Married Without Children – Choosing Not To Have Kids

Marriage and children have gone hand-in-hand since the beginning of time. As a culture, we’ve been trained to think that having children is simply what you do after you get married. In the not-so-distant past, many couples would have multiple children because it was a societal norm, and because those children were ‘needed,’ to help work, manage farms, etc. Having between 5-10 children or more was normal in the early-mid 1900s, and while forms of birth control were obviously less readily-available during those times, the idea of having that many kids wasn’t only accepted, but encouraged.

Even in more recent years, children have simply been expected as a result of being married. With women especially, the conversation of getting married and having kids always seemed to be a popular one. Today, though, that conversation is changing.

More and more couples are either choosing to have children later in life, or simply choosing not to have kids at all.

Why are couples choosing not to have kids?

There are hundreds, if not thousands of individual reasons people choose not to have children, and most of them are 100% personal to the couple making that choice, however, some common reasons include: Putting career first, trouble in the marriage, fear of a sluggish sex life, the cost of a child, etc.

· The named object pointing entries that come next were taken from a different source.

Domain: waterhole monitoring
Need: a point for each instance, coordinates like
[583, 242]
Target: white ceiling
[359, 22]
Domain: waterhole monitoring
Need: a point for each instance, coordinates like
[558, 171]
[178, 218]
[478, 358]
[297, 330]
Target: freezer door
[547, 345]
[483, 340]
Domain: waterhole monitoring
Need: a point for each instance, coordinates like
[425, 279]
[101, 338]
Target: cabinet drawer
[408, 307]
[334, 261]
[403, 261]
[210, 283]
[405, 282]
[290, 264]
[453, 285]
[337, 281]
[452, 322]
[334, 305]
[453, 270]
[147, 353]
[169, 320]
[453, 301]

Again, most reasons people give for not wanting kids is strictly personal, but as societal norms have changed, so has the pressure of having kids. Granted, it’s not accepted 100% – it’s still more often than not that married couples do have at least one child, but the focus on ourselves, our careers, and our relationships with our spouses and other people have greatly affected our overall desire to have kids.

This certainly isn’t to say we live in a selfish world. In the United States alone, over four million babies are born every year. However, many of those births are not the result of a marriage, and that stigma has begun to float away as well. Many people are seeing the choice to have a child or not to be something a woman has a right to decide for herself, whether she’s with her husband, or on her own.

In marriage, many people want to put their relationship first, especially if it’s a relationship that has had hardships or struggles. Where having a baby used to sometimes be a method of ‘strengthening’ a relationship, more and more couples now realize that bringing a child into a damaged situation can only make things worse for everyone, including the baby. Still, even the happiest of marriages choose not to have kids for personal reasons, and even though it may not be the ‘norm’ as of yet, the idea of not having kids in marriage is more widely accepted than ever before, and there’s no reason to believe those trends won’t continue.